Interesting to hear that the "neutral" fins position is practically unaffected through the normal speed range of BA.
I suppose that the difference might be more relevant on faster vessels, but I'm just guessing now.
Just one question: maybe I'm alone in being confused by your "4° out": you mean 4 degrees inward, I suppose?
I mean, with the forward side of the fins closer to the keel than the aft side, correct?
If it were the other way round, I would really struggle to understand why...

 

[BartW]

The fin tale is turned 4* “out from center..? Just how you look at it ...

You were onboard when we did that test iirc, with AC and the engineer from CMC..

 

[MapisM]

Aha, was that tested in that occasion?
Your memory is obviously better than mine!

 

[northwind]

Hi Vas

Ref your need for a longer usb cable, have you thought about using the serial tx/rx from this arduino to another one connected to your laptop? Length of cable would be less of an issue this way.

 

[vas]

thanks for the all the comments, some replies at the end of the post.

some thoughts on roll and subsequent fin movements.

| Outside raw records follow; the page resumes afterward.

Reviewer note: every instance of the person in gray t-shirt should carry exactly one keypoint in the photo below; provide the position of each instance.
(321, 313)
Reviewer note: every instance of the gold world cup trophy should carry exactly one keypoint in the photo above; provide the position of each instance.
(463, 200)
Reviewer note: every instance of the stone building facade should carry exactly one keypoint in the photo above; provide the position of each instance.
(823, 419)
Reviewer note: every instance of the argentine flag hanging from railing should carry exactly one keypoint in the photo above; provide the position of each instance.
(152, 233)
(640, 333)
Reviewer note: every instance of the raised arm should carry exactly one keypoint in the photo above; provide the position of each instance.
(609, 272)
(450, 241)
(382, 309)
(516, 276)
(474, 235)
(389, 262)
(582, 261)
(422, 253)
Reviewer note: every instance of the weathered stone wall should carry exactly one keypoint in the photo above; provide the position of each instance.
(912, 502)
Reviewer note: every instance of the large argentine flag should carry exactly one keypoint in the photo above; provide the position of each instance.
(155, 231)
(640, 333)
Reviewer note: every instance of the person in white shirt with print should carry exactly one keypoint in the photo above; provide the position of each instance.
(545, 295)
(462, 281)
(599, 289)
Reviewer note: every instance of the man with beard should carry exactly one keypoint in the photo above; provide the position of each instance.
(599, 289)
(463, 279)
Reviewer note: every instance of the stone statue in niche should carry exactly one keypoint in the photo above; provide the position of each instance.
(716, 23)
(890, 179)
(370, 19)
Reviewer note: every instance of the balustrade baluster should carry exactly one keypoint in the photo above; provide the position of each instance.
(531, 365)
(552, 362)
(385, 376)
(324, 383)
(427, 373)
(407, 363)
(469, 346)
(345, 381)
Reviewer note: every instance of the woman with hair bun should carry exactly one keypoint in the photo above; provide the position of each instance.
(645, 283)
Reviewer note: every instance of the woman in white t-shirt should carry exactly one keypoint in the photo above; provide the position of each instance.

First of all I understand that roll creates forces on the boat that have a sinusoidal form.
minimised/zeroed when the boat reaches both ends of the travel, maximum when boat passes the rest mid point.

Using the accelerator values of the 9DOF chip I was moving the fins from one end to the other when value was changing from plus to minus iow when boat was passing the rest/mid point. Obviously this is way too late.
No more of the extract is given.